Greta Thunberg is having a moment.
The 16-year-old climate activist (and world’s biggest pessimist) has become one of the most famous teenagers in the world after she began refusing to attend school until Sweden, her home country, reduced carbon emissions in accordance with the Paris Climate Agreement. Sweden has yet to comply with her demands—although their latest budget does have a big focus on climate—but for three weeks, the ninth-grader sat outside the Swedish Parliament and handed out leaflets reading, “I am doing this because you adults are shitting on my future.” She’s Sweden’s own Wednesday Addams, but with a cause.
Thunberg is undeniably having some kind of impact. The recent climate strike across the world was inspired by Thunberg’s activism, and she’s spoken at Davos, the United Nations, the European Parliament, and before Congress. She’s also been mocked by Donald Trump. It’s too soon to know if any of her speeches or marches will lead to actual climate action on the part of world leaders and industry, but even if nothing concrete comes from all this, she may very end up with a Nobel Prize (and, one hopes, a raise in her allowance).
I truly admire Greta Thunberg. She’s doing important work, and it’s fun to watch her scold world leaders. If they were able to feel shame, I think Thunberg may be the one person to make them. And she’s become quite the media darling: She’s been profiled or analyzed or reported on in just about every major media outlet in the United States. She’s lauded by some (Time named her one of the world’s 25 most influential teenagers of 2018) and pitied by others (conservative columnist Tiana Lowe wrote that “her parents, the media, and the climate alarmist Left are basically engaging in child abuse”), but even outlets that hate what she’s doing love nothing more than discuss it.
But here’s the thing: The story of climate change is not the story of Greta Thunberg.
It’s much bigger than her, and the worst impacts of climate change are being felt far from Sweden or even the West. In Africa, for instance, a continent that produces a small percentage of the world’s carbon emissions, extreme weather, including heat, drought, and floods, threaten the food supplies of millions of people. In March, Cyclone Idai, one of the most catastrophic storms on record, killed at least 1,300 people and triggered a humanitarian crisis impacting three million. There are 92 million Google News results for Greta Thunberg’s name; there are 100,000 for Cyclone Idai. That’s less than 1 percent.
There are lots of reasons that someone like Greta Thunberg gets more attention than the entire continent of Africa. She’s a cute girl with an impressive scowl, and her story is more inspiring and much simpler. Plus, the media tends to feed on itself: Instead of beat reporters or foreign correspondents, most outlets these days have a bunch of people like me—keyboard critics who look around at what everyone else is talking about and decide to join in. And that, in turn, influences what the public thinks and talks about.
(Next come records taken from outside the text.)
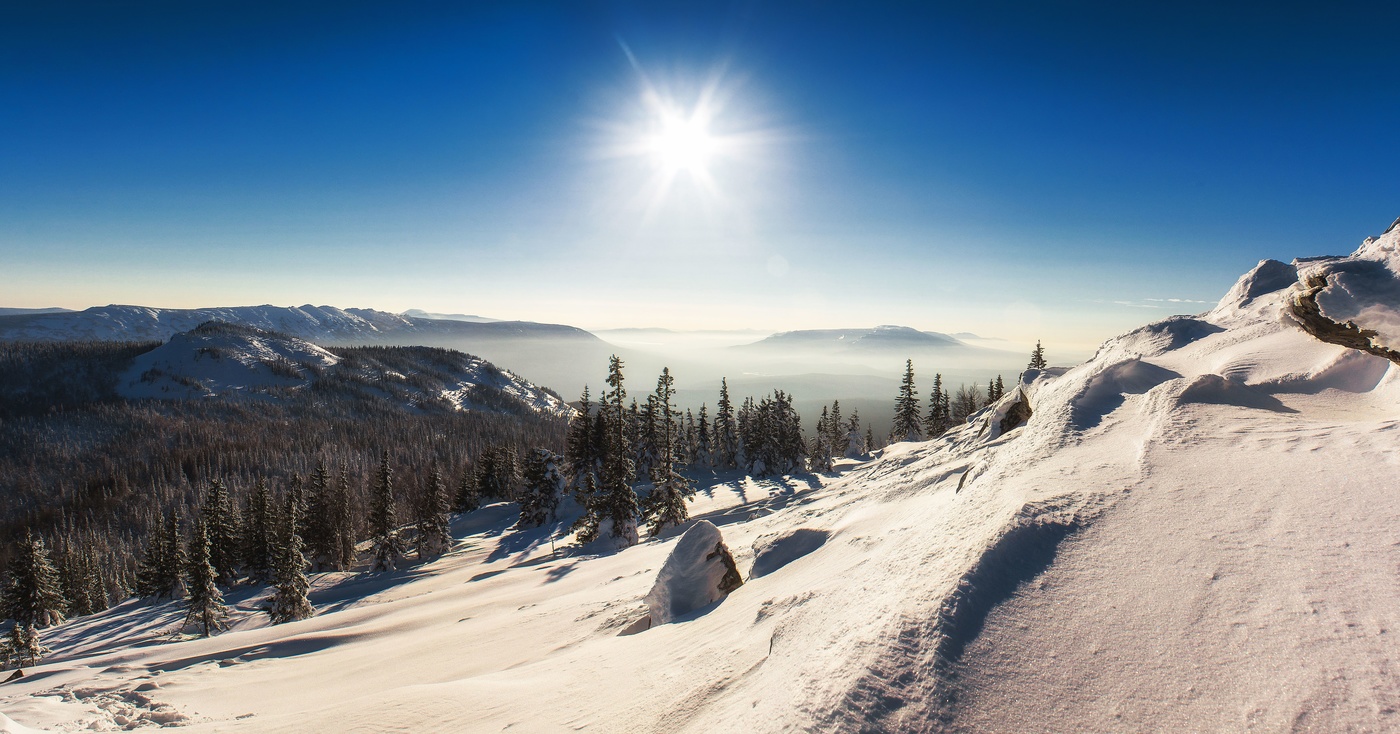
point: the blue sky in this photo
(1054, 170)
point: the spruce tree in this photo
(205, 604)
(543, 488)
(345, 521)
(704, 444)
(289, 601)
(669, 490)
(384, 527)
(618, 500)
(935, 422)
(223, 534)
(580, 443)
(319, 528)
(21, 647)
(434, 534)
(259, 534)
(725, 430)
(836, 429)
(32, 594)
(906, 408)
(856, 444)
(1038, 357)
(161, 572)
(466, 497)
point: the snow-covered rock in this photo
(697, 572)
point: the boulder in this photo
(697, 573)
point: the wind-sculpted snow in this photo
(1193, 531)
(234, 362)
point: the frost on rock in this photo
(697, 572)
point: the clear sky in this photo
(1057, 170)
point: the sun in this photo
(682, 144)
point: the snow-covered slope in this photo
(548, 353)
(1193, 531)
(233, 362)
(322, 324)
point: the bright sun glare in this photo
(682, 144)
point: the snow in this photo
(697, 572)
(221, 362)
(1193, 531)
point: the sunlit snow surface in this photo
(1196, 531)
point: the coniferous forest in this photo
(107, 497)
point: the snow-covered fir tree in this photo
(497, 472)
(665, 504)
(580, 451)
(203, 601)
(613, 504)
(704, 446)
(258, 534)
(223, 531)
(725, 432)
(434, 534)
(319, 528)
(466, 499)
(384, 525)
(21, 647)
(819, 457)
(935, 422)
(856, 444)
(1038, 357)
(836, 429)
(345, 521)
(161, 572)
(543, 488)
(32, 594)
(906, 409)
(289, 600)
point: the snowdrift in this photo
(1192, 531)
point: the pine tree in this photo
(543, 488)
(725, 432)
(669, 490)
(704, 446)
(434, 534)
(588, 525)
(1038, 357)
(819, 458)
(32, 594)
(836, 429)
(297, 500)
(161, 572)
(618, 500)
(321, 521)
(223, 534)
(289, 601)
(203, 601)
(580, 443)
(856, 446)
(345, 521)
(21, 647)
(384, 527)
(259, 534)
(935, 422)
(906, 408)
(468, 497)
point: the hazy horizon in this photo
(1031, 172)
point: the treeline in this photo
(945, 408)
(94, 474)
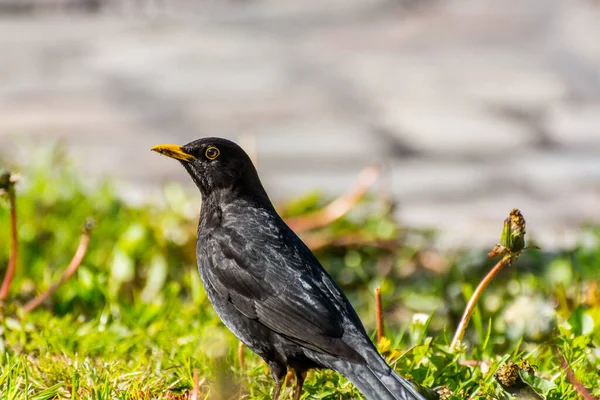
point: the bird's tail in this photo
(378, 382)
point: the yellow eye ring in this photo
(212, 152)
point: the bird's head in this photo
(217, 166)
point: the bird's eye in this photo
(212, 153)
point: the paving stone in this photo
(474, 108)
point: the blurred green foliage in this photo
(134, 322)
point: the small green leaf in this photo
(581, 322)
(540, 385)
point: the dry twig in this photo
(339, 207)
(512, 243)
(7, 185)
(69, 271)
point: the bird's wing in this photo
(277, 283)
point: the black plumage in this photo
(267, 286)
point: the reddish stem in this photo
(241, 356)
(69, 272)
(196, 389)
(339, 207)
(379, 314)
(12, 261)
(470, 308)
(582, 390)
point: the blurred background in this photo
(471, 107)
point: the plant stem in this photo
(470, 308)
(379, 314)
(12, 261)
(71, 269)
(241, 356)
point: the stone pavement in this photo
(475, 107)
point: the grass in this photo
(134, 322)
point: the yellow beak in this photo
(173, 151)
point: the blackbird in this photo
(267, 286)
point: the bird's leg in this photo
(278, 371)
(300, 376)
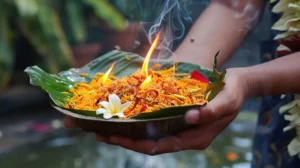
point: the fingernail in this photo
(192, 116)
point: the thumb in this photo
(212, 111)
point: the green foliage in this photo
(40, 22)
(56, 84)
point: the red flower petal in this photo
(198, 76)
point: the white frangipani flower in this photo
(113, 107)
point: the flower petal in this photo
(125, 106)
(101, 111)
(121, 115)
(105, 104)
(107, 116)
(294, 147)
(115, 102)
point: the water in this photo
(43, 142)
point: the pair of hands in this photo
(211, 120)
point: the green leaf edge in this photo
(214, 87)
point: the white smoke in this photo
(169, 19)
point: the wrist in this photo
(202, 57)
(238, 76)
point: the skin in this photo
(279, 76)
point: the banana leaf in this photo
(62, 82)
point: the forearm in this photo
(222, 26)
(280, 76)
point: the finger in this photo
(141, 146)
(212, 111)
(70, 122)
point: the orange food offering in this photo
(161, 89)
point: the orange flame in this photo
(107, 73)
(149, 54)
(146, 81)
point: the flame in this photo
(107, 73)
(146, 81)
(149, 54)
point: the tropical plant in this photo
(40, 22)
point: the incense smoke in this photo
(166, 16)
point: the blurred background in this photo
(59, 34)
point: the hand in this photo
(211, 120)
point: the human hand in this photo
(210, 120)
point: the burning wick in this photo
(149, 54)
(104, 78)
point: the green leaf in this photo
(104, 10)
(56, 84)
(52, 84)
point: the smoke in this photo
(166, 16)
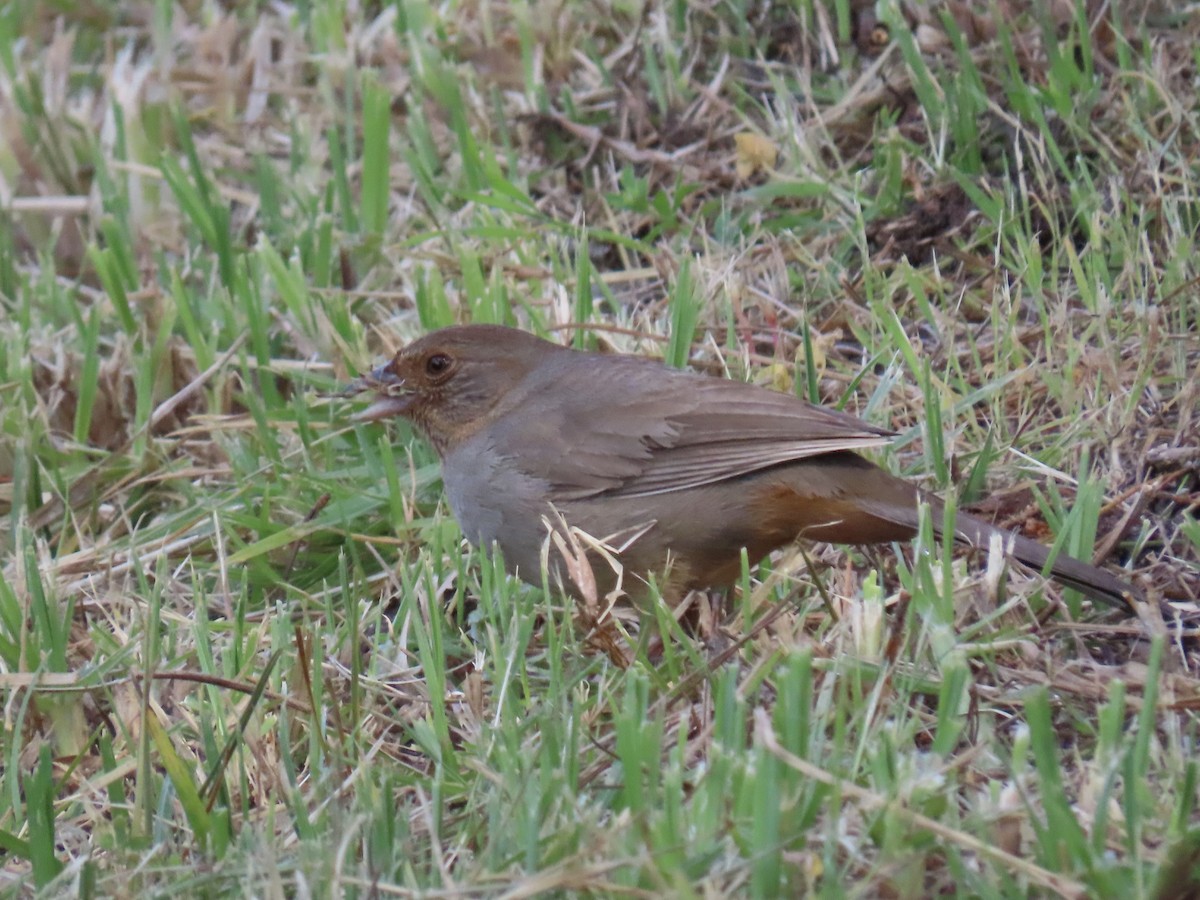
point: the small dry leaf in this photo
(754, 153)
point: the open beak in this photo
(391, 396)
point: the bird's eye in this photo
(437, 364)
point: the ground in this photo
(243, 646)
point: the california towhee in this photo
(681, 471)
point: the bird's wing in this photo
(663, 430)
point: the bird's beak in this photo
(393, 397)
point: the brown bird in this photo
(678, 471)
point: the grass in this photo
(243, 646)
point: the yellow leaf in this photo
(754, 153)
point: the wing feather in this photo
(664, 430)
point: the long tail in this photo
(882, 508)
(1085, 577)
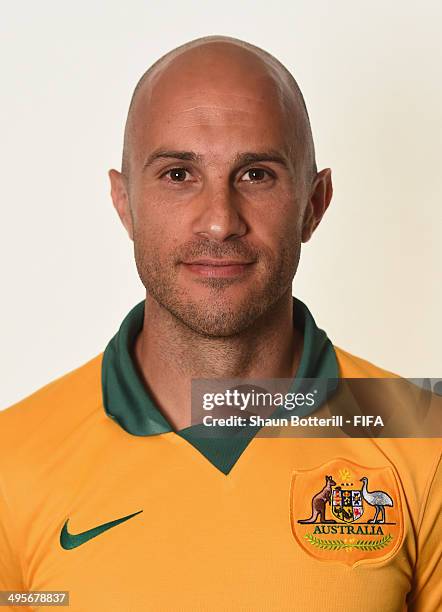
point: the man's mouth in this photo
(218, 268)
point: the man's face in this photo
(216, 200)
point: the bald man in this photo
(109, 489)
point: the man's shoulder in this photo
(352, 366)
(58, 404)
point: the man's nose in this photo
(218, 215)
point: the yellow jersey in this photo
(100, 497)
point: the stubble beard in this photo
(217, 315)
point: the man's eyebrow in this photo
(241, 159)
(250, 157)
(160, 154)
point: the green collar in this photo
(127, 401)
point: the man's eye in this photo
(255, 175)
(176, 175)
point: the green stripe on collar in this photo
(127, 401)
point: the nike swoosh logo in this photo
(72, 540)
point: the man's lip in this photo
(217, 262)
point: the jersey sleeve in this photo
(426, 595)
(10, 569)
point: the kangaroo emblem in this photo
(319, 502)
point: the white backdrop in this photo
(370, 73)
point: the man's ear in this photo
(120, 198)
(320, 196)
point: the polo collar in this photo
(127, 401)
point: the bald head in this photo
(229, 64)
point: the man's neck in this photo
(169, 355)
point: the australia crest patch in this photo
(345, 512)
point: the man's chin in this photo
(217, 318)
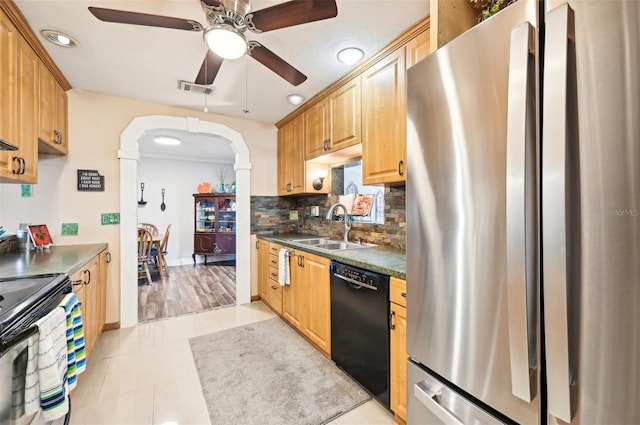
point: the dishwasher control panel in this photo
(358, 275)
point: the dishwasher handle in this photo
(354, 283)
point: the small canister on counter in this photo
(24, 241)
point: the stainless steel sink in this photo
(332, 245)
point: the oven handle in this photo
(20, 337)
(355, 282)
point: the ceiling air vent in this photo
(194, 88)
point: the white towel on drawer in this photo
(46, 381)
(284, 272)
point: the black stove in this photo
(24, 300)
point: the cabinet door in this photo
(384, 120)
(291, 166)
(399, 361)
(345, 107)
(27, 102)
(225, 244)
(204, 243)
(47, 106)
(263, 269)
(61, 125)
(316, 129)
(317, 316)
(8, 108)
(294, 295)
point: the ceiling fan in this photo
(227, 21)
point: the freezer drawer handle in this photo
(521, 213)
(429, 397)
(558, 125)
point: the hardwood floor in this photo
(188, 289)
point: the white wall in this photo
(96, 123)
(180, 180)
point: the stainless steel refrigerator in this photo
(523, 212)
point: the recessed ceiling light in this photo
(350, 55)
(167, 140)
(295, 99)
(59, 38)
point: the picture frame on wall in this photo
(40, 235)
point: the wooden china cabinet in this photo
(214, 224)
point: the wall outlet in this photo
(109, 218)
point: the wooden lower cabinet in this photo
(312, 272)
(89, 284)
(398, 311)
(263, 268)
(305, 304)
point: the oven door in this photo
(13, 367)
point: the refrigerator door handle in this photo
(521, 212)
(560, 368)
(429, 397)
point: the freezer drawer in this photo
(429, 401)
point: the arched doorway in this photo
(128, 155)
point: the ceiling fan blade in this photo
(276, 63)
(292, 13)
(212, 3)
(135, 18)
(213, 63)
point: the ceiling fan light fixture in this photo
(350, 55)
(295, 99)
(167, 140)
(59, 38)
(225, 41)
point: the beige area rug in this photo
(265, 373)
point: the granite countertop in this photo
(56, 259)
(382, 259)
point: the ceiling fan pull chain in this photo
(246, 86)
(206, 59)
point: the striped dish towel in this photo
(284, 272)
(76, 355)
(46, 377)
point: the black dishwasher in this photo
(359, 327)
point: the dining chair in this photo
(159, 254)
(145, 244)
(150, 227)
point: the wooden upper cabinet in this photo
(18, 105)
(53, 114)
(27, 103)
(345, 109)
(384, 120)
(316, 129)
(418, 48)
(8, 108)
(291, 166)
(334, 122)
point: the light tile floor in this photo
(146, 374)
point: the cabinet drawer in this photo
(275, 296)
(398, 291)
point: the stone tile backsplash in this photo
(270, 214)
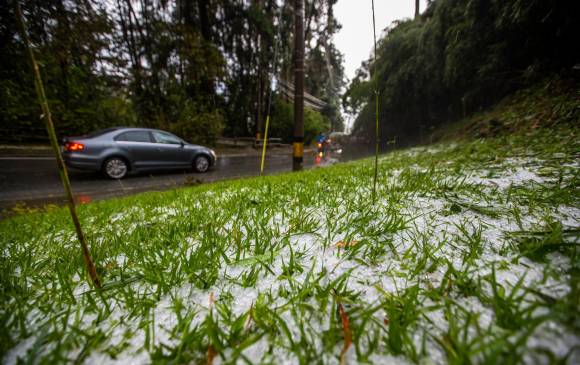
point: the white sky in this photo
(355, 39)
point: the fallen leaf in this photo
(345, 243)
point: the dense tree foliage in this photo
(200, 68)
(457, 58)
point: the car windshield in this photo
(100, 132)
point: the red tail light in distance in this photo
(74, 146)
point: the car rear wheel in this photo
(115, 168)
(201, 163)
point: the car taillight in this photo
(74, 146)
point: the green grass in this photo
(469, 256)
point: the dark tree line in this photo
(459, 57)
(200, 68)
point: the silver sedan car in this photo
(117, 151)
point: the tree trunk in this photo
(416, 9)
(298, 145)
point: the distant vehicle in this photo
(117, 151)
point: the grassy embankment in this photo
(470, 255)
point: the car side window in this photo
(134, 136)
(161, 137)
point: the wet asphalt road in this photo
(34, 181)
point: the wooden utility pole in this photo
(416, 9)
(54, 142)
(298, 145)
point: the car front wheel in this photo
(201, 163)
(115, 168)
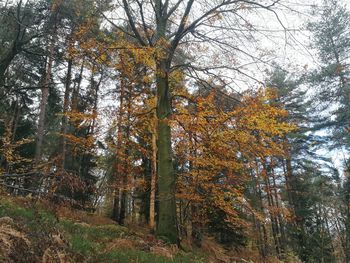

So instead of talking about the cyclone that killed 1,300 people, we’re talking about this one teenager from Sweden. It’s a problem, and I readily admit my own culpability in this trend. I’m writing about Greta Thunberg at this very moment. Still, I hope that when people read these stories about her or any other activist, they realize that this problem cannot be defeated by individuals alone. She’s not Jesus, come back to save us from our sins. She’s just a teenager, and while the media focuses on Greta Thunberg, the real story of climate change is happening across the world.